Dispensável, será dizer que esta iteração de #Hessa não foi a que os fãs sonharam – na tela ou no roteiro. Hardin tinha arestas que tanto McMartin quanto Chestna tentaram suavizar em suas respectivas adaptações. O galã de Todd dirigia um muscle car e conhecia passagens do Morro dos Ventos Uivantes – detalhes que os roteiristas mantiveram felizes -, mas também era dominador; sua provocação de paquera poderia parecer abusiva, e sua tendência a policiar o paradeiro de Tessa podia parecer controladora. Gage e Betterton trabalharam para atualizar sua história e a história ao seu redor, cortando uma cena de casa de fraternidade que quase se transforma em agressão sexual. A colega de quarto de Tessa, Steph, tornou-se gay (e uma fumante de maconha), e um dos garotos da One Direction foi escrito como mulher.
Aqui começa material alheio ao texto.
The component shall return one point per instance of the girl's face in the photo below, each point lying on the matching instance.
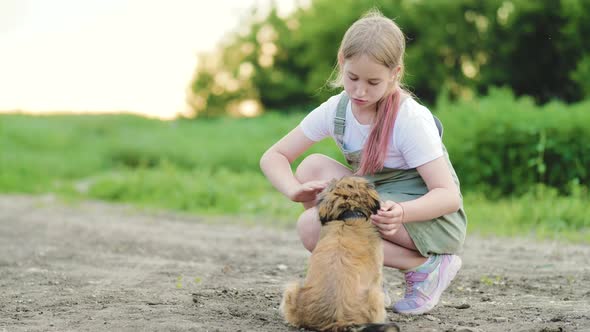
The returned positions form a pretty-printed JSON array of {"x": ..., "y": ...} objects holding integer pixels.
[{"x": 366, "y": 81}]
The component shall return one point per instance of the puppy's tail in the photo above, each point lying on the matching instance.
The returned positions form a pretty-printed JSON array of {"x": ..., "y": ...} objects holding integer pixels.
[{"x": 388, "y": 327}]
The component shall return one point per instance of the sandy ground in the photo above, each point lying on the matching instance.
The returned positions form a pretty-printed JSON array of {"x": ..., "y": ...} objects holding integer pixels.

Mais importante ainda, a equipe de Gage alterou consideravelmente a reviravolta chocante que encerrou o conto original de WattPad de Todd. Na versão de Todd, o caso de amor #Hessa é revelado como mais uma versão moderna de A Megera Domada – uma versão mais suja e séria de 10 Coisas Que Odeio em Você. Nas brutais páginas finais do livro, os amigos rindo de Hardin explicam a Tessa que ele trouxe os lençóis sangrentos do primeiro encontro sexual para provar que ganhou uma aposta. O filme envergonha a culpabilidade de Hardin em toda a história, permitindo que o protagonista saia com sua humanidade à la Patrick Verona.
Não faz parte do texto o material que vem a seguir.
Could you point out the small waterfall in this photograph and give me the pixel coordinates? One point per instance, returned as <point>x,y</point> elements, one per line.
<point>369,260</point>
Todd, sempre em contato próximo com seus fãs via Twitter e Instagram, os preparou para a maioria dessas mudanças. Ela estava ciente de que partes do modo como ela escrevia o relacionamento de Hardin e Tessa precisavam de revisões em 2019; Todd estava com 20 e poucos anos quando imaginou, afinal. Ela e Gage, que fizeram muitos jantares e telefonemas durante o processo de criação do protagonista masculino, enfatizaram que adoravam trabalhar juntas e quase sempre encontravam um meio-termo.

No entanto, as duas tinham visões divergentes de Hardin: a versão de Todd era uma mal-humorada de Harry Styles; o de Gage ainda é pensativo, mas decididamente mais gentil e PG-13 – ele não tem cabelos longos e encaracolados. “Isso definitivamente foi difícil porque eu sei, com Hero, ele não queria que isso acontecesse”, diz Todd, referindo-se à transformação de cara legal em After. “Eu não queria que isso acontecesse. Josephine não queria que isso acontecesse. Mas essa é uma das coisas que a diretora queria que acontecesse. Então nós estávamos todos contra uma pessoa que era a diretora. Foi um pouco difícil encontrar o meio termo com isso.”
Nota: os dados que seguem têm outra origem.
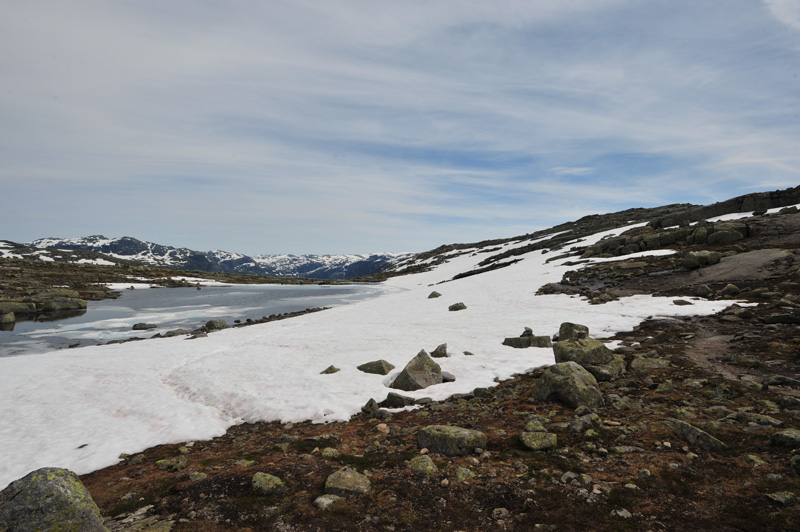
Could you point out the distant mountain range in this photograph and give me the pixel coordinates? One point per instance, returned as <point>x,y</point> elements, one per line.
<point>309,266</point>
Adaptação, como a tradução, é uma tênue negociação entre originalidade e originalismo. Como boa parte da ficção de jovem-adulto, After segue uma protagonista adolescente que é impulsionada para uma situação desconfortável e depois forçada a amadurecer rapidamente. Mas a história de Todd não tem lobisomens, vampiros, magos ou doenças crônicas. Não é pós-apocalíptico; o destino do mundo não está em jogo. É sobre uma retraída caloura de faculdade, um bad-boy e um primeiro amor tumultuoso. A razão pela qual ganhou a visibilidade foi porque também era uma história da One Direction; parte do gancho estava deixando os leitores namorarem Harry Styles.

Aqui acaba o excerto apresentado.